December 2, 2020

R Markdown

Today we will be discussing some of my ideas about best practices for data visualization.

Please note that these are my suggestions, other people may have different suggestions. Data Visualization is subjective, but using good quantitative sense you can produce excellent visualizations that communicate with data.

CRISP-DM and Data Mining

  • When I think about stepping back and looking at my own data visualizations I always think about Step 6 of CRISP-DM. This is the Evaluation step.
  • This is the step where I ask myself, "can I show this to my boss?"
  • There are a number of simple questions you can ask your self before you turn in your work.

Question 1

  • Does the visualization look good?
  • Remove junk and think about the color used.
  • Are there any things that stand out that do not look right? If there are things that do not look right they need to be fixed or removed.
  • Do the colors look correct? Have you used a continuous scale, divergent scale, or categorical scale correctly?

** Titles, main and subtitles

  • All visualizations need a title and it needs to be one that descibes what is being visualized.
  • The main title refers to the data.
  • The subtitle(s) about the variables.

Labels for the axes

  • Do not use variable names as the lables on your plots?
  • I always ask myself is anyone other than me going to know what the axes represent?

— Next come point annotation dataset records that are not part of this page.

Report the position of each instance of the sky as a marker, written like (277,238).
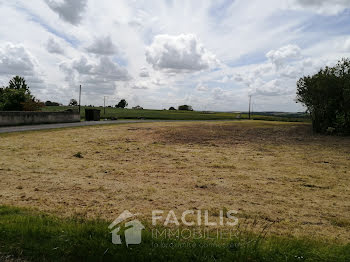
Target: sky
(211,54)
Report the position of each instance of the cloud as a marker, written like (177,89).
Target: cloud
(218,93)
(201,88)
(68,10)
(325,7)
(181,53)
(284,54)
(15,59)
(96,77)
(347,45)
(272,88)
(139,87)
(54,47)
(144,73)
(103,46)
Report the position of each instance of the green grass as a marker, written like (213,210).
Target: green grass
(173,115)
(34,236)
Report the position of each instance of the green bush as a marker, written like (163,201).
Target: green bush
(326,96)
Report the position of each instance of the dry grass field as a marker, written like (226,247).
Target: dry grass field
(268,171)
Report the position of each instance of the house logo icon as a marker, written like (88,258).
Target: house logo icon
(132,232)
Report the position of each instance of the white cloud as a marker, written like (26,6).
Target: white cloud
(54,47)
(144,72)
(323,6)
(97,77)
(283,55)
(272,88)
(16,60)
(201,88)
(68,10)
(218,93)
(181,53)
(103,46)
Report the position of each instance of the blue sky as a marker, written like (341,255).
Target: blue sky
(162,53)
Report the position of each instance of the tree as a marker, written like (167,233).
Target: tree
(73,102)
(326,95)
(122,104)
(17,97)
(186,108)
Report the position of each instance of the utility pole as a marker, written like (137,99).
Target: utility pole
(79,97)
(250,100)
(104,105)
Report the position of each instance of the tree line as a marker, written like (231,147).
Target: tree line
(326,96)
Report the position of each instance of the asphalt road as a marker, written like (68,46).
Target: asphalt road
(11,129)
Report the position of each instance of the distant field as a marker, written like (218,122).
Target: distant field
(177,115)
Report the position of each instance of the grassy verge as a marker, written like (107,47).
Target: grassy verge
(39,237)
(176,115)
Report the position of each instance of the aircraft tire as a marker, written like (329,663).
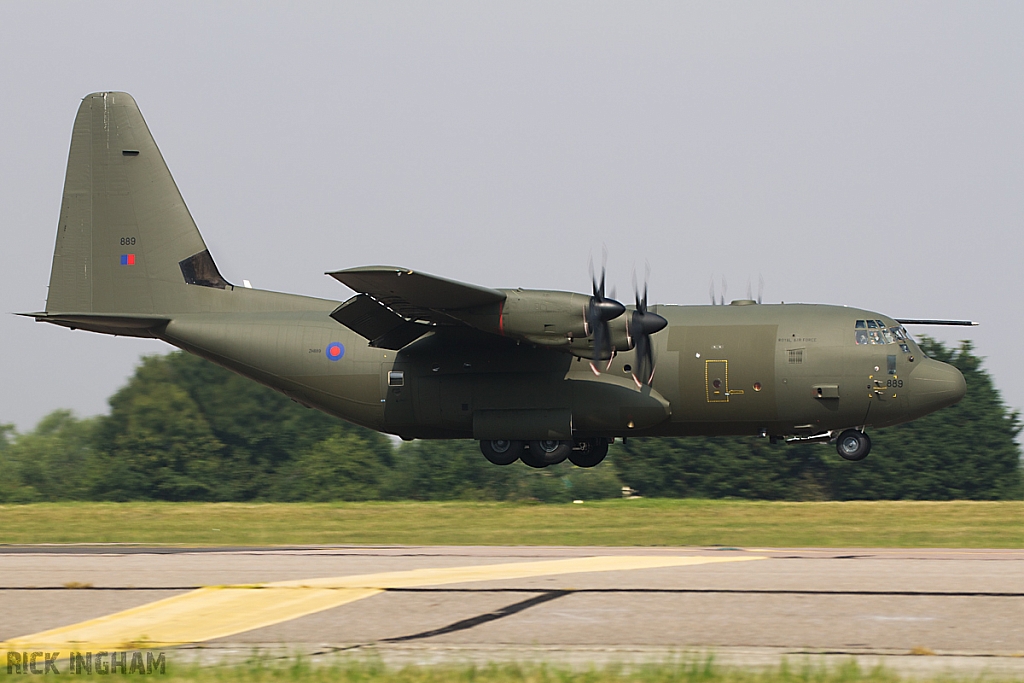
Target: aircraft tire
(592,453)
(853,444)
(550,452)
(501,452)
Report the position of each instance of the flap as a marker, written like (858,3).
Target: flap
(372,319)
(415,294)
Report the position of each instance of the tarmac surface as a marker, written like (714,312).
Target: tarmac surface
(956,611)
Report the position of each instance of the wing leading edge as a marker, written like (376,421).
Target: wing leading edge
(396,306)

Does the verticle axis include zero?

  • When creating a scatterplot have you included the zero on the y-axis?
  • Without the zero on the y-axis the slope of the trend is not accurately presented.
  • While this is a problem if the exact value of the slope is important, this is commonly not done by default in software.

Less is more

  • Do not overload your plot with data just because you can!
  • When plotting points on scatterplots, timeplot, maps, etc., when there are too many points on the plot it will be overwhelmed and will not communicate the information that is being presented. It will just look like a mess.
  • When creating a dashboard, having approximately 4 plots visible at one time, is a good rule-of-thumb.

Labeling with arrows

  • When putting text into a plot to label a secific point, the label should not overlap any other part of the visualization?
  • The less is more suggestion also applied here.

One variable at a time

  • It is important to keep in mind that you should use each variable in your dataset only once on a plot.
  • In ggplot use a variable only once. For example, do not use a variable for both color and size. This can be confusing and is not good practice to do so.
  • Be careful changing area in bargraphs and bubble charts.

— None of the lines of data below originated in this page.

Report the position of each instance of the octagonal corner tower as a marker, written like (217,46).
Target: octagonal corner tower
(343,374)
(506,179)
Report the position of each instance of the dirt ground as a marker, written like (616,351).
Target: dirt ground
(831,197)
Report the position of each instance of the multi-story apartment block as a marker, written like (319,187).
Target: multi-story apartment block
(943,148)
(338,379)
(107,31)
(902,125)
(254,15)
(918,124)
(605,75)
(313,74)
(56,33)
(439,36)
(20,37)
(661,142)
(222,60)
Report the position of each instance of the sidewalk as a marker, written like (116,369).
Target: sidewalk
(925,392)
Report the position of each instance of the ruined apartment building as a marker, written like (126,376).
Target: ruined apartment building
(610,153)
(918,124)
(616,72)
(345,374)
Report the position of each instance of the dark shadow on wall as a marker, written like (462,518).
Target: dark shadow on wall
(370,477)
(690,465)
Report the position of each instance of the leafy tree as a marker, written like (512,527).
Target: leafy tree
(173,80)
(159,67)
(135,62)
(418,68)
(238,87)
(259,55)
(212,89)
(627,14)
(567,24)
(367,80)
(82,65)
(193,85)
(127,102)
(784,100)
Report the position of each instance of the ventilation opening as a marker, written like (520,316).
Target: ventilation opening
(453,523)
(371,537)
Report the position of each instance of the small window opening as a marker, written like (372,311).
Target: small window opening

Same scale(s) for comparable plots/faceting/dynamic visualization

  • When comparing visualization the same scales should be used.
  • When faceting the y-axis and x-axis on all plots should be the same.
  • When putting different plots together, look closely at each pair of plots and ask yourself, "can the scales can be compared?"

Start small

  • Wrangle your data as needed, while making your visualizations.
  • Making visualizations is an iterative process.
  • Start with a small sample of your data to make your first visualizations.
  • Determine the maximum number of points that can be used.
  • With scatterplot this is not very many, same with box-plot.
  • Modern hexplots are maybe better for showing the relationship between variables when working with a big data set.
  • Modern violin plots are maybe better for showing the distribution of a variable when working with a big data set.

Latitude and Longitude

  • Interview Question: If you plot geolocation data on a scatterplot, which axis does the latitude go on? Which axis does the longitude go on?

Ask for a review

  • Before delivering your visualization(s) to your boss, have someone else look at your visualization to give you feedback.
  • Ask the person, "do you understand what is being presented in the visualization?" Please explain.

Tell a story

  • In the Claus O. Wilke YouTube video that was assigned for homework, what was the main point of his discussion?
  • The main point was that visualizations are used to tell stories.
  • Often more than one plot is needed to complete the story.

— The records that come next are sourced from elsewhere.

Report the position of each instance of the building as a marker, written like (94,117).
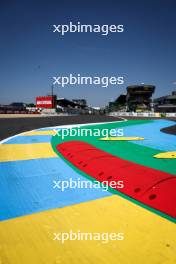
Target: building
(119,104)
(166,104)
(46,102)
(138,98)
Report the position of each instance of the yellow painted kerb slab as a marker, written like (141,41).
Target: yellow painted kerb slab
(121,138)
(13,152)
(166,155)
(148,238)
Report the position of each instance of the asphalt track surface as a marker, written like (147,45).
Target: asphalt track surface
(12,126)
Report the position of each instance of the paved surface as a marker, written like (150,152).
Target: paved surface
(13,126)
(169,130)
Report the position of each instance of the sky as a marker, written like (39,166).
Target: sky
(31,54)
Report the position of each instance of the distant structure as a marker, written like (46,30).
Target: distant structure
(119,104)
(46,102)
(166,104)
(139,98)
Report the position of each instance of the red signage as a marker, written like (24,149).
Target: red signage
(45,101)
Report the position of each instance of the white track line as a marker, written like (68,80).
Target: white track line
(62,126)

Color has cultural meaning

  • In the David McCandless YouTube video that was assigned for homework, what was the eye in the video at 6:13 minutes? I am referring to the Data is Beautiful video.
  • This picture is about the different use of color in different cultures. See page 337 of the Visualize This book by Nathan Yau.

Dynamic visualization is exciting

  • In the Hans Rosling video(s) what is the most important thing we learned from his video(s).
  • That dynamic data visualization can be exciting.

Conclusion

  • Make yourself a check list that you will use in the future to self Evaluate your own data visualizations.